Help with converting values to columns

I have a dataset as follows:

cookie ID WebpageType  other vairable
12345 news, news, sports, fashion  
12345 news, blog, sports  
55555 fashion, food, women,  
88888 food, food, food, livestyle  

What i want is something alog the line of this:


cookie ID news sports fashion blog food women livestyle    
12345 3 2 1 1 0 0 0    
55555 0 0 1 0 1 1 0    
88888 0 0 0 0 3 0 1    

I have tried the GroupBy node, goruping the cookie Id´s and aggregating the column of WebpageType with unique concatenate with count, and its the closest i have come, but i cant use that for the clustering i want to do afterwards.

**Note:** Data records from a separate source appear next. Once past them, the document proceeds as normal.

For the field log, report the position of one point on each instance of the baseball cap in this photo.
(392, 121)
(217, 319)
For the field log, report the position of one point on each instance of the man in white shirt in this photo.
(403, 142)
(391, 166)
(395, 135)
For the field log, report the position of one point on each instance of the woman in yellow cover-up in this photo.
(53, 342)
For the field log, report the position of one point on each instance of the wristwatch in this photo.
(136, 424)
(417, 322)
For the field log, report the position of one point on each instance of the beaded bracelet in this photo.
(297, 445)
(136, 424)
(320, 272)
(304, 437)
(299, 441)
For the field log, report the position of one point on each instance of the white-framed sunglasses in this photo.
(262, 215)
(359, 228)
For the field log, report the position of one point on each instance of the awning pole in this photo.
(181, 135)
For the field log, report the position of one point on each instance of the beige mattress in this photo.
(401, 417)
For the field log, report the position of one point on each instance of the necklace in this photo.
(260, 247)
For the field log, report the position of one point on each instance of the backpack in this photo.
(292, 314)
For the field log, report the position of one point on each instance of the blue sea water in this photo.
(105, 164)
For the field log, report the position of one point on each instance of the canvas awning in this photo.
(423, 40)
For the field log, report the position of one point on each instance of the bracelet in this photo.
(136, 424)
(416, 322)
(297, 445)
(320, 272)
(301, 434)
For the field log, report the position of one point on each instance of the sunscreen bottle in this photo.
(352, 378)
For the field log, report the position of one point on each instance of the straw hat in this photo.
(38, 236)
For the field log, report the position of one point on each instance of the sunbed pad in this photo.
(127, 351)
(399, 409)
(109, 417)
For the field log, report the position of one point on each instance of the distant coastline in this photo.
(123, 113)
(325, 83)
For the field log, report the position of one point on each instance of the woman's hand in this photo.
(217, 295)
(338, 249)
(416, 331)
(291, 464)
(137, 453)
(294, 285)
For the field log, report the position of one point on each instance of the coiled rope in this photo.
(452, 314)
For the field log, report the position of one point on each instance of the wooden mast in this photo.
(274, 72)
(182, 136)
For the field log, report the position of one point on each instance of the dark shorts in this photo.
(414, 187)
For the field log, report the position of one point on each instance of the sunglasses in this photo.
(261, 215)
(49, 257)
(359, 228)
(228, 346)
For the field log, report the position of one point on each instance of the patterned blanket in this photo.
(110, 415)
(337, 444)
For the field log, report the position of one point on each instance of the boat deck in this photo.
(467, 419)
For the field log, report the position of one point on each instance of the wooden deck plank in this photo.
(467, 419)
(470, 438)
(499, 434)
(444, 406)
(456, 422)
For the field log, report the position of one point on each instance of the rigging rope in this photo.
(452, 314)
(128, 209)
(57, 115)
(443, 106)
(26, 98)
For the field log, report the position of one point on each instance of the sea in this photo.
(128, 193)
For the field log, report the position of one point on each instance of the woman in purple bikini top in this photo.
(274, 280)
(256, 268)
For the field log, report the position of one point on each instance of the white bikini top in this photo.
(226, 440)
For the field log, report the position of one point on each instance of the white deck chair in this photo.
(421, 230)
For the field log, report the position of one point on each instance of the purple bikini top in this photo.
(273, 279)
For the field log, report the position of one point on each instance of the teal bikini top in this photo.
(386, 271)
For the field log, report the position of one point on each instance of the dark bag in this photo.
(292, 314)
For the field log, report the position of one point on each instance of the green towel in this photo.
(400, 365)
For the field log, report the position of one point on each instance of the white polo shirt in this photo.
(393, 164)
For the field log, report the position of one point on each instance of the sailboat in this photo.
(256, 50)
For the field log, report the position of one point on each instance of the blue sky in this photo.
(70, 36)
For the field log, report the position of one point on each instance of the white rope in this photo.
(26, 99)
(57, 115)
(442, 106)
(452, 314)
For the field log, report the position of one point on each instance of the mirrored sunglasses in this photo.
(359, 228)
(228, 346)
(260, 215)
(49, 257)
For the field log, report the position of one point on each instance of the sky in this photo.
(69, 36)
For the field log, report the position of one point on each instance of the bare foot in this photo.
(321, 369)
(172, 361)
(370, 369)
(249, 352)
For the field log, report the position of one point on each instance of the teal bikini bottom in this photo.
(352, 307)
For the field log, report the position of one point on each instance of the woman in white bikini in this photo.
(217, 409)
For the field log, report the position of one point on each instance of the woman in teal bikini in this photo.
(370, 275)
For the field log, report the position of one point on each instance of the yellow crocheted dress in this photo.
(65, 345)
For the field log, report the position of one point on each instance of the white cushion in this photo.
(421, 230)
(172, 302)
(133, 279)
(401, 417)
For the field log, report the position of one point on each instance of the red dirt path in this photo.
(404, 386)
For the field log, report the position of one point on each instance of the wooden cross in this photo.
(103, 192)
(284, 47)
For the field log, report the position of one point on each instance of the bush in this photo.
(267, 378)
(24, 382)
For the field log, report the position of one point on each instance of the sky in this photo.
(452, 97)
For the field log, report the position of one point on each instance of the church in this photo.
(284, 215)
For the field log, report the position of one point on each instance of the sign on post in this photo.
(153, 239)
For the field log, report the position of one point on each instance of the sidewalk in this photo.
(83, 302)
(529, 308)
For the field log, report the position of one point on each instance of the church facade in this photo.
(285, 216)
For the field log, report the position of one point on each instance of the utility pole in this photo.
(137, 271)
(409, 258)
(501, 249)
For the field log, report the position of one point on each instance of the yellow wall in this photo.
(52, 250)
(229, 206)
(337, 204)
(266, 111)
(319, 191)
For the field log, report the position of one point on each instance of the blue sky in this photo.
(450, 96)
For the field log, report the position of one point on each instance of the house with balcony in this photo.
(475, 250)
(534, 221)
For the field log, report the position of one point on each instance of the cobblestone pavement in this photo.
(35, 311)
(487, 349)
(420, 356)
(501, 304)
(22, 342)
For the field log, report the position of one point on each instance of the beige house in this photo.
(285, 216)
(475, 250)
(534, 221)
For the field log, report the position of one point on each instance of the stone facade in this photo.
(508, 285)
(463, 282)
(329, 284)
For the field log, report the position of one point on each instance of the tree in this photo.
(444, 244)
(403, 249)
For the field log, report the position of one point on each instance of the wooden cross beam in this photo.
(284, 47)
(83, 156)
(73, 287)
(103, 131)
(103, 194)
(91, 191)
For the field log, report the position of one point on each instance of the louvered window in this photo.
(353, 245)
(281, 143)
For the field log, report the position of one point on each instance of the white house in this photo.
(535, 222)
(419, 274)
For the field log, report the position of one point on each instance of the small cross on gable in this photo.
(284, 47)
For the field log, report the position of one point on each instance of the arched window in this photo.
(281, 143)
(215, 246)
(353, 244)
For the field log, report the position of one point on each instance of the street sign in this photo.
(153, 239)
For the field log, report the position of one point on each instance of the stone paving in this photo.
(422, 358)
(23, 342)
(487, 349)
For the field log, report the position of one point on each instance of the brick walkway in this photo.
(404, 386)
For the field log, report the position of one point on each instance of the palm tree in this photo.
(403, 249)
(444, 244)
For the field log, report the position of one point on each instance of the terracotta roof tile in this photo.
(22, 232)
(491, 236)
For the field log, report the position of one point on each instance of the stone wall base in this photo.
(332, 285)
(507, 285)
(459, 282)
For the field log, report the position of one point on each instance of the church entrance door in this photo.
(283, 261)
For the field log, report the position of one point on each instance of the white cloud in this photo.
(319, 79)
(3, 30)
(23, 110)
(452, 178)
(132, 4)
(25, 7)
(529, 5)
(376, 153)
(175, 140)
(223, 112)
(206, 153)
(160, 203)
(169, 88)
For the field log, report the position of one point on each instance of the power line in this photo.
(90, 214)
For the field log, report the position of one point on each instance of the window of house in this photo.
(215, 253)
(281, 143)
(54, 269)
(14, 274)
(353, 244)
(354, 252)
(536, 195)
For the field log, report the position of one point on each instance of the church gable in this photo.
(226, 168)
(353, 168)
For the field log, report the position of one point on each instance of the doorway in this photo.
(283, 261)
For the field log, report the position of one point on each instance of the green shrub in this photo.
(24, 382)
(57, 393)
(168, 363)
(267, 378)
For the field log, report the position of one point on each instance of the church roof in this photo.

Can anyone help?


I think you should be able to do this using the following sequence:

  • Cell Splitter to split your WebpageType column on each comma
  • Unpivoting (Value columns: enforce exclusion of cookie ID and WebpageType;  Retained columns: enforce inclusion of cookie ID)
  • GroupBy (Group columns ColumnValues and cookie ID; manual aggregation Count of RowIDs)
  • Pivoting (Groups: cookie ID; Pivots: columnValues; Manual Aggregation: Maximum of Count(RowIDs); pass Pivot Table outport to
  • Missing Value (replace missing Number (Integer) with fixed value 0)
  • and finally Column Rename (Regex) with search string ([a-z]+)\+.* and replace string $1 to fix the column names.